Could include email addresses, credit card numbers, etc.
A single user choosing a bad password and having their data stolen doesn't count; it must be Manifold's system at fault.
Breaches that occurred prior to this market's creation do not count.
Mira has submitted https://manifold.markets/Mira/will-manifold-leak-everyones-privat-b91cb81a49c8 as evidence that this should resolve YES. Any objections?
called it https://manifold.markets/IsaacKing/will-manifold-experience-a-serious
i think it's debatable, but lean yes? I think the attempt to pretend that my suggestion wasn't what they meant, laundered behind a joke, wasn't ideal conduct.
@IsaacKing just to make sure I'm understanding what happened here. This market was made a long time ago, information leaked in mid August, and then we only realized it applied to this market today?
And to be extra clear, nothing new has leaked since the linked market in August?
@zzlk I have not been informed of any new leaks, no.
(I was absent from the platform for ~4 months, so I was unaware of the earlier leaks until Mira told me.)
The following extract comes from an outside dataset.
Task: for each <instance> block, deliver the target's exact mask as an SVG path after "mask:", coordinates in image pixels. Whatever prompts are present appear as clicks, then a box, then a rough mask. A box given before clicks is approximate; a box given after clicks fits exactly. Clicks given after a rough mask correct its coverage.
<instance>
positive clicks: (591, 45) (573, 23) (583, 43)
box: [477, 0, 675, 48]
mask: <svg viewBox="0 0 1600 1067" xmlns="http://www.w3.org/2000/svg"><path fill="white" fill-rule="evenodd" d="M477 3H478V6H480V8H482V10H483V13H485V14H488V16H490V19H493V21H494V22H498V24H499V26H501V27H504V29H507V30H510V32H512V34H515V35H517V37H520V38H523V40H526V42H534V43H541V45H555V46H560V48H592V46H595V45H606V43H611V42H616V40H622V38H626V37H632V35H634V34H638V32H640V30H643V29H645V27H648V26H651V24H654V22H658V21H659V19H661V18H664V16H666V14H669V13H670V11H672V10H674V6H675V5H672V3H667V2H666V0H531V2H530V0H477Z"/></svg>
@IsaacKing wish that this wasnt sufficient for a resolution, I was really looking forward to what'd be presented next by Mira
Would you say the "security breach" is more important, or the "leak of people's personal information"? Is there a minimum "difficulty level" required?
i.e. suppose Manifold puts up an endpoint "/v0/credit-card-number" or starts putting email addresses in the API responses. Would that resolve this positively even though it was intentional and requires no 'hacking'?
Or if they unintentionally include email addresses in the output, patch it, but it's not like a targeted attack from a hacker - they just were careless and gave it out? Maybe it wouldn't be "serious" just because it's so easy to do.
@Mira a security breach does not have to be initiated or even exploited by someone external to be a serious breach imho.
Say that a backup of the database containing emails was inadvertently made public, and someone in the team figures it out and takes it offline before anyone downloads it, I'd still count that as a serious breach.
@Mira That all sounds like it would count. If they unintentionally expose user data that's still a "breach", even if it's not a "hack". If they do it intentionally... that would be weird, but I guess it still counts.
Maybe (probably not) you're talking about unlisting private markets and revealing some of them? I think it's debatable if that's a security breach.
@jacksonpolack I mean it's written in Javascript right? Even if I don't have anything now, what are the chances that it goes a whole year without getting hacked?